Но кто сказал, что она за ней?
- А ты знаешь, что он мне сказал? - Антон чуть склоняет голову, пристально вглядываясь в голубые глаза девушки, следя за малейшей реакцией.
- Что?
- Что он поедет со мной, - спокойно проговаривает мальчишка, и её глаза сверкают всего на мгновение, она понимает, о чём он говорит, она уже знает, что это правда, но отрезает совсем другое:
- Врёшь.
- Нет.
- Не поедет.
- А как ты заставишь его не поехать?
- Как? - она коротко смеётся, смеряя его насмешливым взглядом, будто он спросил, откуда дождь идёт, а не как она походит в этот раз, куда сделает выпад, чтобы сделать побольнее, - А я попрошу тётю Сели, чтобы она стажировку отменила. А вы не знали, что она дружит с ректором? Или ты реально думал, что заслуженно получил свою стажировку? Господи, Антон, какой ты наивный!

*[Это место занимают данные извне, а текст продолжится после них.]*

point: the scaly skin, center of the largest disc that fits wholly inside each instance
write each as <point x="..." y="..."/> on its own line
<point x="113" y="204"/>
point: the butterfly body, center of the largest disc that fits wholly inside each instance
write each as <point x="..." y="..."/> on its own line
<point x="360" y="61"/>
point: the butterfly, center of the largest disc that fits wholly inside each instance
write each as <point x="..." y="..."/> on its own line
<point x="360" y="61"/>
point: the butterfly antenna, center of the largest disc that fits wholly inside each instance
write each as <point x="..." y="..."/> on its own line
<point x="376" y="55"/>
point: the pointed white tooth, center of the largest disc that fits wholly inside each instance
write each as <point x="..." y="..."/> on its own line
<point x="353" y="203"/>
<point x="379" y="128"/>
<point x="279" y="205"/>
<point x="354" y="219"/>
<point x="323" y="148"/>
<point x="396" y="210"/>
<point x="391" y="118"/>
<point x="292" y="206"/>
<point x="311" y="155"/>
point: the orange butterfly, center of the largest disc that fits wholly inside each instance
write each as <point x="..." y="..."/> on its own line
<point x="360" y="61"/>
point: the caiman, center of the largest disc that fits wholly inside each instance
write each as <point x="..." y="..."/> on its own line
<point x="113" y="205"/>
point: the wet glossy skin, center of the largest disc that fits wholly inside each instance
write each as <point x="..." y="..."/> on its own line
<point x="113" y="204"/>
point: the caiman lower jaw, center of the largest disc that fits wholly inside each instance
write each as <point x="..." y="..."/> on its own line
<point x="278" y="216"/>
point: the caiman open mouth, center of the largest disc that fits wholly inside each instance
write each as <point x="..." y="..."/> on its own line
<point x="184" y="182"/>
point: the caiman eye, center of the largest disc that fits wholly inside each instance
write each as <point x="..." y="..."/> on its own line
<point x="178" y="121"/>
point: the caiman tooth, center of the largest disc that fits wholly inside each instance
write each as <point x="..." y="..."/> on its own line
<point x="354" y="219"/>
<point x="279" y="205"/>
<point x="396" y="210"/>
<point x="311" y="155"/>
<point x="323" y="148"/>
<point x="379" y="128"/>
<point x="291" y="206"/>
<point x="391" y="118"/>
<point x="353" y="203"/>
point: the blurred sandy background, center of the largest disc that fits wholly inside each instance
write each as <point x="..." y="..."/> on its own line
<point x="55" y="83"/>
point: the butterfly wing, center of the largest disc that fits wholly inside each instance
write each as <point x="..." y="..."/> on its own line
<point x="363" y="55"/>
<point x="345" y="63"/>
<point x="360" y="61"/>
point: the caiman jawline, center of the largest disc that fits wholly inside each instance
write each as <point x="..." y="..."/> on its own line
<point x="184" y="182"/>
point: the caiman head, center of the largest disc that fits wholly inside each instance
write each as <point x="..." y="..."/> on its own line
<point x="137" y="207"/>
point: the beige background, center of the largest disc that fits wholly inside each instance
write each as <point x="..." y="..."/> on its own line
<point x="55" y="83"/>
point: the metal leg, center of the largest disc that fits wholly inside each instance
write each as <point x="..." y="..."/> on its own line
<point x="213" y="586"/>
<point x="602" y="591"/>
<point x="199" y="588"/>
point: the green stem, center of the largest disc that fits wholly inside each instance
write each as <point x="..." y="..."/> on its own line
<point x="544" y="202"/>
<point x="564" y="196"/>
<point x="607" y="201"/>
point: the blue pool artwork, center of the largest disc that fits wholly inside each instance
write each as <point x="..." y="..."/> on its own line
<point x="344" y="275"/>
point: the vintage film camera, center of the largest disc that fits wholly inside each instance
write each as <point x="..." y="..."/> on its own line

- Нет, это наивная ты, раз думаешь, что стажировка для меня важнее Арсения, - она крепко стискивает челюсти, пока её глаза сереют на глазах (хах, каламбурчик), и Антон радуется внутри, как дитя, понимая, что нашёл ту самую болевую точку противника, куда надавить будет проще простого, - Да я сам не поеду никуда! Меньше проблем будет, - она вся краснеет от злости и, кажется, готовится вылить очередной поток дерьма на его голову, но не успевает, крупно вздрагивая и будто очухиваясь от долгого сна, когда за спиной Антона звучит твёрдый, но усталый тон того, для кого весь этот спектакль был затеян.
- Вик, может, хватит?
- Да, Арсюша, ты прав, хватит. Хватит унижаться и жить на этом свете! - она хватает истерично сумку и, кажется, смахивает влагу с накрашенных глаз, нагоняя драматизма туда, где его уже перебор, и так, оказывается, считает не только мальчишка. Дима взрывается резко и неожиданно, Антон это уже выучил, но то, что он умеет так...
- Господи, ты опять намекаешь, что ты хочешь покончить с собой?! Класс! - парень звучно хлопает в ладоши, через чур радостно улыбаясь, - Мне нравится твоя идея! Стой здесь, я помогу!
Позов убегает на парах если не злобы, то рационального желания вправить мозги одной потенциальной суициднице, ловящей ахуй такой степени, что замирает на месте, дрожа одними поджатыми губами. Парень возвращается через минуту, расталкивает застывших в проходе альф, несясь со всех ног к жертве с точно верёвкой, аптечкой и... Мылом?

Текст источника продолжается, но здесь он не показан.